連珠合璧集はデジタル保存されたものがネット公開されていました。
「兎トアラバ 月 萩 雪野 筆の毛 馬 耳・・(ほかにも書いてありましたが草書を読めませんでした・・あららら)」
昔の日本画などで兎が空を仰ぎ見るようなポーズをとっているのは、絵の枠外の空に浮かぶ月をも示しているのだそうで、ただのキメポーズではありませんでした。なにかと秋草と一緒に描かれていたりするのも 兎とあらばこれでしょう の連想に基づいていたのですね。
・お菓子などで兎が伏せたポーズなのは神饌の名残であるらしい。
多産(2年で200匹になったというニュースもありました)な兎は繁栄や豊かさに結びつく力を表すものなのです。先に書いたように神性もあります。繁栄や再生を表すのは洋の東西を問いません。
お菓子に関しては丸く成形して赤いお目々をかけばかわいくデザインできる便利さもあったと思います・・これは私見です。
印象的だったのは、波に兎の図柄、いわゆる波兎が「月 海上に浮かんでは、兎も波を走るか、面白き浦の景色や・・」という謡曲竹生島に由来するらしいこと。ここでの海とは琵琶湖で春です。
波兎は単純に海(太平洋とかね)で白波が立っていることだと思っていましたがこんな穏やかな春の夜のシーンに由来するとは。
下僕にとっては、お月様はかつて生きて一緒にいたうさぎたちを連想させますので、月が湖面に映ってちらちらゆれているのを「兎も波を走る」というとは、なんと静かで開放的な表現、月に二次元的にしまわれているうさぎが三次元で走ったり跳ねたりしているかんじがします。手は届かないけれどBinkyっぽさがあります。
満月が湖面に映る景色を見る機会があればいいなあと思います。
最近の兎の意匠は何かを暗示する役割ではなくCawaii側面が強調されていますね。あらすてき、かわいい、と喜ぶのは浮気するみたいでうちのうさぎに済まないという複雑な気持ちになります。

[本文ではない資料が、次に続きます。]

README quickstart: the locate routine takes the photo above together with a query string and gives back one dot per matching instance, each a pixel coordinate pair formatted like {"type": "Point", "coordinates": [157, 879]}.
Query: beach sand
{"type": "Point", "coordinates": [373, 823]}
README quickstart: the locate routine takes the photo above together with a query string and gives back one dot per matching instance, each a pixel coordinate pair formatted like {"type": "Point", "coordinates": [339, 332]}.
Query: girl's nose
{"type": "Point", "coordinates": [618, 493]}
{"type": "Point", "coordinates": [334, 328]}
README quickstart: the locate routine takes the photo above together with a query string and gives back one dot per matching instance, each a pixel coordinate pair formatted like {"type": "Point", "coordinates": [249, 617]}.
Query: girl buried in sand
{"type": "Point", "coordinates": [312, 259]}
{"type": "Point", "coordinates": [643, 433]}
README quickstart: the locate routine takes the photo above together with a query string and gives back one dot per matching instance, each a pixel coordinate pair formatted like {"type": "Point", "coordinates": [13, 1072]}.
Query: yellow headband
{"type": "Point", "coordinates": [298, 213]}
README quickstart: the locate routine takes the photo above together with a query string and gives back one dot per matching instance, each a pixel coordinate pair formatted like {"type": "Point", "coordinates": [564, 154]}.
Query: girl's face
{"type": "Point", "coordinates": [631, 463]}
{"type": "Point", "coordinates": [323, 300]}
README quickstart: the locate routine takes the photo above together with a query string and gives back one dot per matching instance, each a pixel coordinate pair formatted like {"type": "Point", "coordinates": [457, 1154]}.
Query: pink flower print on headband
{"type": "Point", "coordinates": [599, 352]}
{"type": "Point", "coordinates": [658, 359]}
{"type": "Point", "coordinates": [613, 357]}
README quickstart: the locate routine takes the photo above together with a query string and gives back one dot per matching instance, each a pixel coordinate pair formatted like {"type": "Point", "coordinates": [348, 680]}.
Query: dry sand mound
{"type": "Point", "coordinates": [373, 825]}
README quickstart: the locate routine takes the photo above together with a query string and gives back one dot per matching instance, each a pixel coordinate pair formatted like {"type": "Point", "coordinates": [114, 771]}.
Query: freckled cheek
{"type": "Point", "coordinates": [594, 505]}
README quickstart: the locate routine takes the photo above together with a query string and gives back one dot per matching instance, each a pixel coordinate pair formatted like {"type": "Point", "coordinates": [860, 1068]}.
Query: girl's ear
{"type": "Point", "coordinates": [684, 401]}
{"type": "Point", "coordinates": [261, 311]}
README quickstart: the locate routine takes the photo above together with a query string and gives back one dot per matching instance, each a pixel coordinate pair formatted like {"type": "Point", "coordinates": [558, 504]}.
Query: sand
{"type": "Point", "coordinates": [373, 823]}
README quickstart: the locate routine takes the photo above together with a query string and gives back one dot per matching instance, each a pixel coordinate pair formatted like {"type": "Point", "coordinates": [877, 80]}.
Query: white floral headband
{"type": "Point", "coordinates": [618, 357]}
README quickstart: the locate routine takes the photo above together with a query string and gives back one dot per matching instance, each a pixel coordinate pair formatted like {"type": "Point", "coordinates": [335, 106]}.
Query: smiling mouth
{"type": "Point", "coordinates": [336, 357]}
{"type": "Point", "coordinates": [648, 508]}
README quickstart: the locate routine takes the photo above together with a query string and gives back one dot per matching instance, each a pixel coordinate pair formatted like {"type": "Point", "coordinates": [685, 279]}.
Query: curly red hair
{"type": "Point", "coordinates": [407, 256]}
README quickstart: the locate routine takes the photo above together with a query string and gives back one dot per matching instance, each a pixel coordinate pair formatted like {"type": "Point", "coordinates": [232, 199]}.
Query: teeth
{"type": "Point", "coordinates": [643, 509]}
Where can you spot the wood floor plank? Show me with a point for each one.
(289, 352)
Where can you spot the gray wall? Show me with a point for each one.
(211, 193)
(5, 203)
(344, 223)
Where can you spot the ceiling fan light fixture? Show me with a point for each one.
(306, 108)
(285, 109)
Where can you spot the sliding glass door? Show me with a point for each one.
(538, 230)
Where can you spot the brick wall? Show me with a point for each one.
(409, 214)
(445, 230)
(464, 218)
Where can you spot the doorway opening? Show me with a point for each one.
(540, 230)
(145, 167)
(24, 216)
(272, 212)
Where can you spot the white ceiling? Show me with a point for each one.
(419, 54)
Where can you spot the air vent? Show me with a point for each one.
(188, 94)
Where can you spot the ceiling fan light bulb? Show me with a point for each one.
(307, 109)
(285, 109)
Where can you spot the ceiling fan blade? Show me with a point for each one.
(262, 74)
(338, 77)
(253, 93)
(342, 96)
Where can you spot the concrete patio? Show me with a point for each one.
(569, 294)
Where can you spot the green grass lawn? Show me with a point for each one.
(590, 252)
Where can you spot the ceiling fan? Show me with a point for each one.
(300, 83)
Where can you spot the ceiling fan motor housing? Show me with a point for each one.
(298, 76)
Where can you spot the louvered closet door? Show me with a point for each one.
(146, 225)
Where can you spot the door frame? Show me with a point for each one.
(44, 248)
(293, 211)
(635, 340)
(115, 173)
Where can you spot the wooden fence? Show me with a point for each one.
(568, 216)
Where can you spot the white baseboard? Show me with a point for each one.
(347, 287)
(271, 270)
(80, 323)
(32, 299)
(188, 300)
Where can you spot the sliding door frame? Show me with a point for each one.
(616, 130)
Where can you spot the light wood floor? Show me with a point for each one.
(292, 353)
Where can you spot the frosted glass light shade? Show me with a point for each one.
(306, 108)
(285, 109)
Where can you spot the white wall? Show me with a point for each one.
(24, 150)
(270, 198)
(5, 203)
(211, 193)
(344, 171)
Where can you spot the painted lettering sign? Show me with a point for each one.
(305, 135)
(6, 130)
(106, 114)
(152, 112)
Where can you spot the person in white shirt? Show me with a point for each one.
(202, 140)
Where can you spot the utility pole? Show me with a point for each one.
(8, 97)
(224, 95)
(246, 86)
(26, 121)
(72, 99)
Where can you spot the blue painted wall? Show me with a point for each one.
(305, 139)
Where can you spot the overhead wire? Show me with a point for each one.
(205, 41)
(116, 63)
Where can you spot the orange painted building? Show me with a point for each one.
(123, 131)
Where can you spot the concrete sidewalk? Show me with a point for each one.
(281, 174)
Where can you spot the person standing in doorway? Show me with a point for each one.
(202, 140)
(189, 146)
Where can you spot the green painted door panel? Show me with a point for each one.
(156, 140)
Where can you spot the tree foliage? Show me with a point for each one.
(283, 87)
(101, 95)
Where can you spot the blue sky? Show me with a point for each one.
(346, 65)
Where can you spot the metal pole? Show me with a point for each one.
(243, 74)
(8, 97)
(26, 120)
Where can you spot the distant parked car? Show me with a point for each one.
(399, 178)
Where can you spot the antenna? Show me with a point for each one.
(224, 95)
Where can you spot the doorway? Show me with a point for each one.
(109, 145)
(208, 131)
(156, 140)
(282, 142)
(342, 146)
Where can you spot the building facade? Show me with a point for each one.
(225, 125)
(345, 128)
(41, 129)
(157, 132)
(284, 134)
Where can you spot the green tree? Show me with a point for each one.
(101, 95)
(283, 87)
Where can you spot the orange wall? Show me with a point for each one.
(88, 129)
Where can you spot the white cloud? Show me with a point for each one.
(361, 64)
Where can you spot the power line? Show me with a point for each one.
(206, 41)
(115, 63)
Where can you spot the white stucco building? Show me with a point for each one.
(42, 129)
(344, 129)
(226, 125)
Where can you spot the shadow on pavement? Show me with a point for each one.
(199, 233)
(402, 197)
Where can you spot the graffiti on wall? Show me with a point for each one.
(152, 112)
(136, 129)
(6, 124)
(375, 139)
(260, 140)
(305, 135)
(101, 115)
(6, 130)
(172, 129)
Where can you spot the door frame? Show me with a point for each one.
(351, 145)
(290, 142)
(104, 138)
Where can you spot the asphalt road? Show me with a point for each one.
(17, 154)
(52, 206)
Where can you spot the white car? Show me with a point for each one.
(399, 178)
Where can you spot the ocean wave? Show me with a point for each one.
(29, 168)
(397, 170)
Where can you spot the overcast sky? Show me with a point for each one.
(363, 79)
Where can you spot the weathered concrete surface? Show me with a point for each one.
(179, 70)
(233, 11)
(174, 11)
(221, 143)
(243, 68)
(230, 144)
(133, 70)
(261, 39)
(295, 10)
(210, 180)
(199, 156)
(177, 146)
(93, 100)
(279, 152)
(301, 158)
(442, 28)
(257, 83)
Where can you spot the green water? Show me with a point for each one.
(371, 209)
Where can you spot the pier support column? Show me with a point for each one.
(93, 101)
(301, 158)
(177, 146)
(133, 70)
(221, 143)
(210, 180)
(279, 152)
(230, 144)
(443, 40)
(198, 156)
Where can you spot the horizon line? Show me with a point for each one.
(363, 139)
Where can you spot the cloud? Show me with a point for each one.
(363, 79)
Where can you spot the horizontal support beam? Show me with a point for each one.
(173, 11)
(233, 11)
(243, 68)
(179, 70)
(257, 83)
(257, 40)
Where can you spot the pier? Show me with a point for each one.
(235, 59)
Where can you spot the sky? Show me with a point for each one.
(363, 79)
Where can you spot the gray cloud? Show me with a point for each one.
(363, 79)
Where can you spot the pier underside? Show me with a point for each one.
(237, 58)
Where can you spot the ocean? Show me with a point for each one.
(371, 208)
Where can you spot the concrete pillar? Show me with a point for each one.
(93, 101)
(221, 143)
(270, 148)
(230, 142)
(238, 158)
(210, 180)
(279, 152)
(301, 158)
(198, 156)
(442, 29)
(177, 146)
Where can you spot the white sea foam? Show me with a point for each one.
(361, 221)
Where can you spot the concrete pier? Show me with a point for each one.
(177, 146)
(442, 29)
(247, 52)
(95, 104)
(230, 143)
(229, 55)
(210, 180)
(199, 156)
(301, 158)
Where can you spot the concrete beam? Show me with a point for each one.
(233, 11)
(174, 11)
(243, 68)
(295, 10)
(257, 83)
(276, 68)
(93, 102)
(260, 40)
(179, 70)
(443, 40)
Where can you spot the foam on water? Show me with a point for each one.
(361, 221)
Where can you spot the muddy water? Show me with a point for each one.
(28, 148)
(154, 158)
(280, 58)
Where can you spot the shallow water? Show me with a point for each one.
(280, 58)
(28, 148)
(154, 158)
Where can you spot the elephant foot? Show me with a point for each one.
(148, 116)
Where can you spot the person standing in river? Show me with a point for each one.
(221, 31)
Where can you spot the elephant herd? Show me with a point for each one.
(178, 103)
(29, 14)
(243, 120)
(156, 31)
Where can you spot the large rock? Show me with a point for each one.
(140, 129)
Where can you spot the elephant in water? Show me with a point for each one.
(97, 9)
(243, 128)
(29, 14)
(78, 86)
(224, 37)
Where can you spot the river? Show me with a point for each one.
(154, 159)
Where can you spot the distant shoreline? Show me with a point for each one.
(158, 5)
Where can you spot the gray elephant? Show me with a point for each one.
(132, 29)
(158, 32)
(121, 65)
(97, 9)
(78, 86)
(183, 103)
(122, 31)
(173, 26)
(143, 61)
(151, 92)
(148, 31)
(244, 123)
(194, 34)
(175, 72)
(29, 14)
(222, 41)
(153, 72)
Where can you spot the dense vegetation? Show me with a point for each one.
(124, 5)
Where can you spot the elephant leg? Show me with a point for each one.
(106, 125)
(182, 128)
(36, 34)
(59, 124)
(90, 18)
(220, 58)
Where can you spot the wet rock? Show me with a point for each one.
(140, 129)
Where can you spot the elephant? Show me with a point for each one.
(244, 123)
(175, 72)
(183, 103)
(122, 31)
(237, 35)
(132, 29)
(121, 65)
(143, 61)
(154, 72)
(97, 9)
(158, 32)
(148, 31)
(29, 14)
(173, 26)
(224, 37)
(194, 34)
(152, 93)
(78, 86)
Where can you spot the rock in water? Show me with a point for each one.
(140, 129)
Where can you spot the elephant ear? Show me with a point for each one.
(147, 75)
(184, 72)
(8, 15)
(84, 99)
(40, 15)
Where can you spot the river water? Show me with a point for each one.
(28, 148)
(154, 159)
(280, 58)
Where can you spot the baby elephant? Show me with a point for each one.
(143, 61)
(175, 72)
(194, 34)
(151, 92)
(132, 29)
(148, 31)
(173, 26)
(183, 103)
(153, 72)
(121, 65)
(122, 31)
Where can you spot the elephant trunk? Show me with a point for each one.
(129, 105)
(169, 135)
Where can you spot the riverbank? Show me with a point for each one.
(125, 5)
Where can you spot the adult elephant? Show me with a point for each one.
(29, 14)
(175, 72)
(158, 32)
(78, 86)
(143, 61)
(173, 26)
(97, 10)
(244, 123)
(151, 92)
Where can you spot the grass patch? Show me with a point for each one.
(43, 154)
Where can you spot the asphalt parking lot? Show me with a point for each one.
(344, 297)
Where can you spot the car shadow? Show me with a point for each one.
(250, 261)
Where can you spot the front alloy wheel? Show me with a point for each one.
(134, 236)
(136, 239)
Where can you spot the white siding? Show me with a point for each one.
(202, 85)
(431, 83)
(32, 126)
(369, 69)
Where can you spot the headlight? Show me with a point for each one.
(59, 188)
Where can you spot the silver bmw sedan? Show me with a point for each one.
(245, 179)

「うさぎとかたちの日本文化」今橋理子著 東京大学出版会
内容ぎっしりでほんの一部しか理解できていない気がします。掲載されているたくさんの兎デザイン関連の写真を眺めて幸せになっています。本の帯に「かわいい」だけじゃ、ダメなんです。と書かれているのですが・・。
アメちゃん
ちまたまさん、こんにちわ。
うさぎの形のお菓子といえば
私は上用饅頭を思い出します。素朴でかわいいですよね。
あの焼きごてで付けた耳や、赤い目を見るたび
和菓子の職人が、チョンチョンって一つ一つつけてる姿が想像できて
ああ、楽しそうだなぁ〜、やってみたいなぁって思います。
ちまたま Post author
アメちゃんさんこんばんは!おまんじゅう丸くて愛おしい。うさぎが一生懸命おまんじゅうになっている感じがします。洋菓子などのすごいリアルなのは食べるのがつらいです~。